Give combat its place in the game. But give commerce and exploration and socialization their places as well, and don't turn those gameplay modes into mere support classes for combat. Balanced gameplay is more fun.
So trying to crank out enough content by yourself is a losing proposition. Instead, consider some or all of the following ways to provide content:
- massively single-player?
Spore (now pushed back to April [September] of 2007) is said to be not so much massively multi-player as "massively single-player." Interaction with other players will exist, but it will be much less direct than in traditional MMORPGs. Your game universe still be in contact with others, but you won't be seeing avatars of other gamers inside your game world while you're playing.
That's got both good and bad consequences. For players who really like interacting (constructively or destructively) with other human beings, something useful is lost when other people aren't in the game. On the other hand, players who are less social or who hate having to put up with griefers can limit and control their interactions. On the gripping hand, other players are what make virtual worlds dynamic; without them changing and defining the character of the game world, it's really hard to make the world feel alive. Oblivion has done so to some degree, but only to the point of entering the "uncanny valley" where behavior seems bizarre because it's almost-but-not-quite-plausible.
Maybe it's time for an online game to push on this assumption and see what gives.
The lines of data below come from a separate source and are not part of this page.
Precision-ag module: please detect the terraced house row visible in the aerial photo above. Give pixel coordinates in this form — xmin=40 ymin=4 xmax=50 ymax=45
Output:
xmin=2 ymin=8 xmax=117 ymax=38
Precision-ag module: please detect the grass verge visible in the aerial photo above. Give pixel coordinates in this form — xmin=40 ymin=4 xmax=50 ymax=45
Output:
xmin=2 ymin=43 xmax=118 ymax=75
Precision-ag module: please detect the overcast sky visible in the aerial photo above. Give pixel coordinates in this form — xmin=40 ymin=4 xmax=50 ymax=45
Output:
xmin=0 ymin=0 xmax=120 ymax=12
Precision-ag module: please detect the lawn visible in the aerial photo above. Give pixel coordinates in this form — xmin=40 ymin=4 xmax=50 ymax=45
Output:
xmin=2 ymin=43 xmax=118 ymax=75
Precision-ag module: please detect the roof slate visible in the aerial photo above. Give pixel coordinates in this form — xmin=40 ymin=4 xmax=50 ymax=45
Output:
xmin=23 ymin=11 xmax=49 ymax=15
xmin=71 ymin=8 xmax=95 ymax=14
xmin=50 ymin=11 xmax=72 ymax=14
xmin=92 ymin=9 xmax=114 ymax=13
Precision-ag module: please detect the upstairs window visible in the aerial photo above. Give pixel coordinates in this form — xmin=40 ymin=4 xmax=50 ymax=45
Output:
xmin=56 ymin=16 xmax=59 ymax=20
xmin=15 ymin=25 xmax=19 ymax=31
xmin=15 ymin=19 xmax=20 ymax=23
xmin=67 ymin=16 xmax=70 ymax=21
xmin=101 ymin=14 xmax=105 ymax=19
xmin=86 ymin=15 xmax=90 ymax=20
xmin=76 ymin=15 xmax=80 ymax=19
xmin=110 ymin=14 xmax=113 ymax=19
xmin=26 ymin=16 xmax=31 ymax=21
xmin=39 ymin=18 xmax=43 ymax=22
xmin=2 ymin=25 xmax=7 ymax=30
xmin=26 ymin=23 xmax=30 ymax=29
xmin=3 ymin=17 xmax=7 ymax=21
Obviously not all of these suggestions will be palatable to everyone. I believe that if you designed a game that implemented many of them together, the resulting mixture would be not only distinctive in a field full of WoW-clones, but highly satisfying to a lot of gamers. (Read: financially successful.)
Some reasonably well-heeled developer needs to take up the challenge of questioning these assumptions and do something different. It doesn't have to be radically different (although that would be interesting). It just needs to be different enough to prove that trying to copy WoW isn't the only path to commercial and artistic success. A healthy MMORPG industry needs someone to take a few risks.
Or am I wrong, and making another conventional class-based fantasy combat game is good enough?